Likud minister: Israel should let Gaza build a seaport

"If we cut off from Gaza - we would be cut off from half of the Palestinian problem," says Intelligence Minister Israel Katz.

Palestinians stand atop a boat at Gaza's seaport in Gaza City October 16 (photo credit: REUTERS)
Palestinians stand atop a boat at Gaza's seaport in Gaza City October 16
(photo credit: REUTERS)
Intelligence Minister Israel Katz on Sunday said that Palestinians should be permitted to build a seaport in Gaza as part of efforts to completely separate Israel from the Strip.
"If we cut off from Gaza - we would be cut off from half of the Palestinian problem," he told Israel Radio.
In his call for a port in the coastal Palestinian territory, Katz proposed that the international community should oversee access to such a terminal under Israeli security control.

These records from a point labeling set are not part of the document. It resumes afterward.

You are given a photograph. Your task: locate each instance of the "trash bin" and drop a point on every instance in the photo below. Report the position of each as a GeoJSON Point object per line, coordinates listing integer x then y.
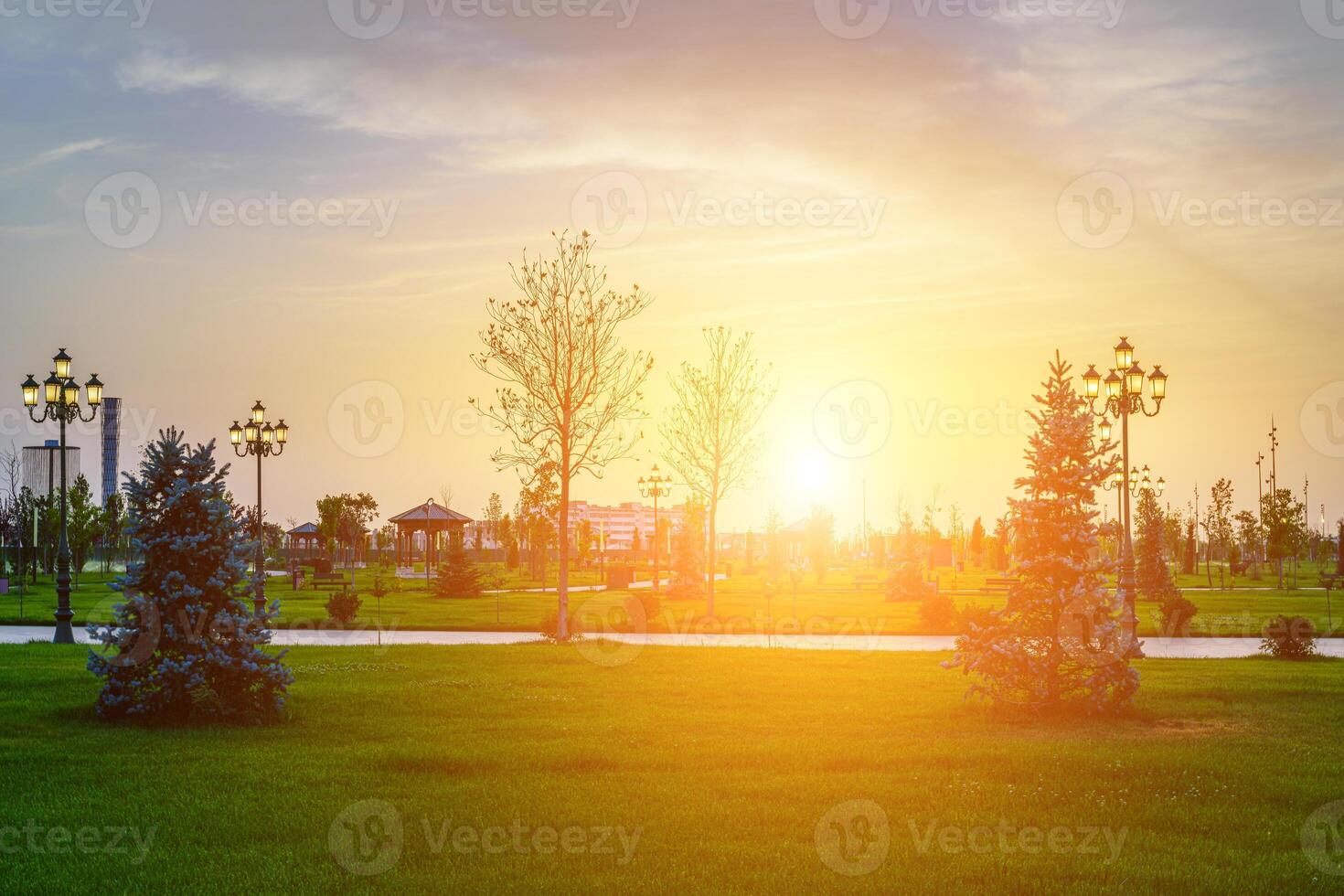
{"type": "Point", "coordinates": [620, 578]}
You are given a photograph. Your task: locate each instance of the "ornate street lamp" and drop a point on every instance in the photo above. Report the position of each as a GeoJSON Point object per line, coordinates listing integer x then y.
{"type": "Point", "coordinates": [655, 486]}
{"type": "Point", "coordinates": [262, 440]}
{"type": "Point", "coordinates": [62, 404]}
{"type": "Point", "coordinates": [1123, 395]}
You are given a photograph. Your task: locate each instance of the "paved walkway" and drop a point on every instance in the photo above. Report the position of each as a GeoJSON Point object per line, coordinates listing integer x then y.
{"type": "Point", "coordinates": [1155, 647]}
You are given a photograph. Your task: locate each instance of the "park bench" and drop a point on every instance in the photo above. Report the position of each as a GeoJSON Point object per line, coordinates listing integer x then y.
{"type": "Point", "coordinates": [329, 581]}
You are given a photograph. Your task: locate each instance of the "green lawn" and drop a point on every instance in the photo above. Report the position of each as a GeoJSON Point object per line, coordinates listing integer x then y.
{"type": "Point", "coordinates": [844, 602]}
{"type": "Point", "coordinates": [723, 763]}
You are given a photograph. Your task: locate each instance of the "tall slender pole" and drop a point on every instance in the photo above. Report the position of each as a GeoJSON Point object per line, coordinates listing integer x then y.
{"type": "Point", "coordinates": [1126, 557]}
{"type": "Point", "coordinates": [65, 633]}
{"type": "Point", "coordinates": [260, 579]}
{"type": "Point", "coordinates": [655, 540]}
{"type": "Point", "coordinates": [1260, 508]}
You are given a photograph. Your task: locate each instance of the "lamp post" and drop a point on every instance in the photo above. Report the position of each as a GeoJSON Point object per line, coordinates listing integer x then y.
{"type": "Point", "coordinates": [261, 440]}
{"type": "Point", "coordinates": [62, 404]}
{"type": "Point", "coordinates": [1123, 398]}
{"type": "Point", "coordinates": [655, 485]}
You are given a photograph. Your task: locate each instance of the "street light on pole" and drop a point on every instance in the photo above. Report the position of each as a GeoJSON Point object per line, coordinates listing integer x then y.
{"type": "Point", "coordinates": [1123, 398]}
{"type": "Point", "coordinates": [262, 440]}
{"type": "Point", "coordinates": [655, 486]}
{"type": "Point", "coordinates": [62, 404]}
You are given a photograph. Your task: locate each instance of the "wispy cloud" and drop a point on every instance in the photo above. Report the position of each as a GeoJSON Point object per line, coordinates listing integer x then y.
{"type": "Point", "coordinates": [53, 156]}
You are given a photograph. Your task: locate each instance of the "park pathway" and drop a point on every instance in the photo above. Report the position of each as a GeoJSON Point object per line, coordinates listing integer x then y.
{"type": "Point", "coordinates": [1155, 647]}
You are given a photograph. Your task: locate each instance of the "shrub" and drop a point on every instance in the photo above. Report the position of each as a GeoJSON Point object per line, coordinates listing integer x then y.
{"type": "Point", "coordinates": [907, 583]}
{"type": "Point", "coordinates": [938, 613]}
{"type": "Point", "coordinates": [343, 606]}
{"type": "Point", "coordinates": [549, 626]}
{"type": "Point", "coordinates": [1289, 638]}
{"type": "Point", "coordinates": [643, 607]}
{"type": "Point", "coordinates": [1176, 614]}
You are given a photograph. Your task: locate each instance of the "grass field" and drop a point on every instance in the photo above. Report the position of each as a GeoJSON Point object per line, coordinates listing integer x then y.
{"type": "Point", "coordinates": [456, 769]}
{"type": "Point", "coordinates": [841, 603]}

"The absurd thing is that we evacuated all of the Jews from the Gaza Strip, yet the world regards it as if we remained responsible for it," he said in the radio interview.
Hamas has said that any long-term truce agreement with Israel should include the reopening of the airport and the building of a seaport in the Gaza Strip.

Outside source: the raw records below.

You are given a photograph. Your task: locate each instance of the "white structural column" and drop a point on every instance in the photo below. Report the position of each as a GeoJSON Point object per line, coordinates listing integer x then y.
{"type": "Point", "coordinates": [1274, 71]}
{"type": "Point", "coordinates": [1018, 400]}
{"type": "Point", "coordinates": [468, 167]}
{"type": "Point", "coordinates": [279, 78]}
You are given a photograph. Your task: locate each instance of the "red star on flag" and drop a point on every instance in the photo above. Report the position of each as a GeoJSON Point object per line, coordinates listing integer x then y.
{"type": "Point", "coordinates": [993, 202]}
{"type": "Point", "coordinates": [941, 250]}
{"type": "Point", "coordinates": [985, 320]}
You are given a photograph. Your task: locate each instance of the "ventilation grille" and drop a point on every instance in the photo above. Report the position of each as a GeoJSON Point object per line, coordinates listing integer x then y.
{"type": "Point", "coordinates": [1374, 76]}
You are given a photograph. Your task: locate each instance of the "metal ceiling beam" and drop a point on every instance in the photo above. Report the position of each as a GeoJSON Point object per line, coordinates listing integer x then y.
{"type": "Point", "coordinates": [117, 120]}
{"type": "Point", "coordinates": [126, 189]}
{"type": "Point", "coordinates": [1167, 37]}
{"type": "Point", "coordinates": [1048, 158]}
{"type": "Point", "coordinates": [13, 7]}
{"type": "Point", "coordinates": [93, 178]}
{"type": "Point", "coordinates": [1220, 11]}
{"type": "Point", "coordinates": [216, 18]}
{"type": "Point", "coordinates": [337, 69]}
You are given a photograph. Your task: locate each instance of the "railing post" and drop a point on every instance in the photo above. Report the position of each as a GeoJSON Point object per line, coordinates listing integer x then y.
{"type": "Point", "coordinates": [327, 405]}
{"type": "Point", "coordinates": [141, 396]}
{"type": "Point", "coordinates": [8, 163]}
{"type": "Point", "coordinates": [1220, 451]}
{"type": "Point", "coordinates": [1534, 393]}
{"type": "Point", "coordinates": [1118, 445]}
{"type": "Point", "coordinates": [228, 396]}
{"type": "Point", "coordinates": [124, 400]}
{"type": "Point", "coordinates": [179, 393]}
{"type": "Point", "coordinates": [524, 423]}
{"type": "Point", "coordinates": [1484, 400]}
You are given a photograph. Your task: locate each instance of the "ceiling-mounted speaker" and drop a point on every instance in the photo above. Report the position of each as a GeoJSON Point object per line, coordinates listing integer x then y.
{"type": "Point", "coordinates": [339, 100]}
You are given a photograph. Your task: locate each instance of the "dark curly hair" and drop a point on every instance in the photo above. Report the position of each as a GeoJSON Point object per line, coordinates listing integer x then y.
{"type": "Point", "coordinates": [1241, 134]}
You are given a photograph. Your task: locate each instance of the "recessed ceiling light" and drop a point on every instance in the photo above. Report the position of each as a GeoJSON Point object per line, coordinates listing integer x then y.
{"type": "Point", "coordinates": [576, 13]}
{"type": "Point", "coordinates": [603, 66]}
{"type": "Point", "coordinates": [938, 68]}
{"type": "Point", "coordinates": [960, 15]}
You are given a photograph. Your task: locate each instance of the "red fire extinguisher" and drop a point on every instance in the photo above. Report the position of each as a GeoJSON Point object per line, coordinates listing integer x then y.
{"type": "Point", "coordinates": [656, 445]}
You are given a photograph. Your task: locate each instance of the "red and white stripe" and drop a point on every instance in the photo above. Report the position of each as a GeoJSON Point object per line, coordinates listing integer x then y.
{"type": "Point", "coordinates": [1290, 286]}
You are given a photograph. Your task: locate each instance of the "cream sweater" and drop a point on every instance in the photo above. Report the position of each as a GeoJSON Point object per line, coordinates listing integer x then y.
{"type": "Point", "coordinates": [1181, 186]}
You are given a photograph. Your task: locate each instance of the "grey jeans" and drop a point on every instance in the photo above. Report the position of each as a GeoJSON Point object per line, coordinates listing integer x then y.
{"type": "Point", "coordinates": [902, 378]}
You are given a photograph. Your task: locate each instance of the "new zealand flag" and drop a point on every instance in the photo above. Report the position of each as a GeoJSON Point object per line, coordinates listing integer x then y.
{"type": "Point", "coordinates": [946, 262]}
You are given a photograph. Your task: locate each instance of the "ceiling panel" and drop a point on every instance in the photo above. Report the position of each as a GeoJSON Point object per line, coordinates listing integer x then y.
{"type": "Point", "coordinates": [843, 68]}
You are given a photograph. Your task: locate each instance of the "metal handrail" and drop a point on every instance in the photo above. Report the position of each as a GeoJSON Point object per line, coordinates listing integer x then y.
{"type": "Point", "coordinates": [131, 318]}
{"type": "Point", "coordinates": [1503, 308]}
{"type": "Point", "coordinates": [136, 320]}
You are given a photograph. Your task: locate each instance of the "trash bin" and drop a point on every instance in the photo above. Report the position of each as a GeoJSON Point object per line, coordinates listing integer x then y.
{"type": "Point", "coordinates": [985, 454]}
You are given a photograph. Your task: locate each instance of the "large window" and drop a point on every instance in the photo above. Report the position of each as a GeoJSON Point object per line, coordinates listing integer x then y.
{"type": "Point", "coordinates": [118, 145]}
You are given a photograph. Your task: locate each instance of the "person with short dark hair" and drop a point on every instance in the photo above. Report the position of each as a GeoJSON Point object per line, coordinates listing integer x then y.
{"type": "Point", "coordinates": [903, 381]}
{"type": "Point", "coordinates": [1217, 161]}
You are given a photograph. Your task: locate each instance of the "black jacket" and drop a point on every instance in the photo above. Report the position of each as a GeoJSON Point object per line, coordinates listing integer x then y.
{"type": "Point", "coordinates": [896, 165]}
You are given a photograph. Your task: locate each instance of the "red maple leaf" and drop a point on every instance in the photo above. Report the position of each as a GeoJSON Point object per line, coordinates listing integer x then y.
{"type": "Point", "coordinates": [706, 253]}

The airport, which is named after Yasser Arafat, is located in the southern Gaza Strip. It stopped operating at the beginning of the second intifada, when the IDF destroyed parts of its tarmac.
In February, the top Israeli official in charge of liaising between the government and the Palestinian territories that if and when Israel did agree to the construction and operation of a seaport in Gaza, it would only be as part of understandings reached with the Palestinian Authority.
Israel recognizes the PA as the autonomous administrative body of the Palestinians by dint of the Oslo Accords, yet there are no official relations with Hamas, an Islamist group that has refused to recognize Israel's right to exist.
Hamas militants removed PA forces loyal to the rival Fatah movement from Gaza in a 2007 coup. Since then, the territory has been blockaded by both Israel and Egypt.
Yasser Okbi/Maariv Hashavua contributed to this report.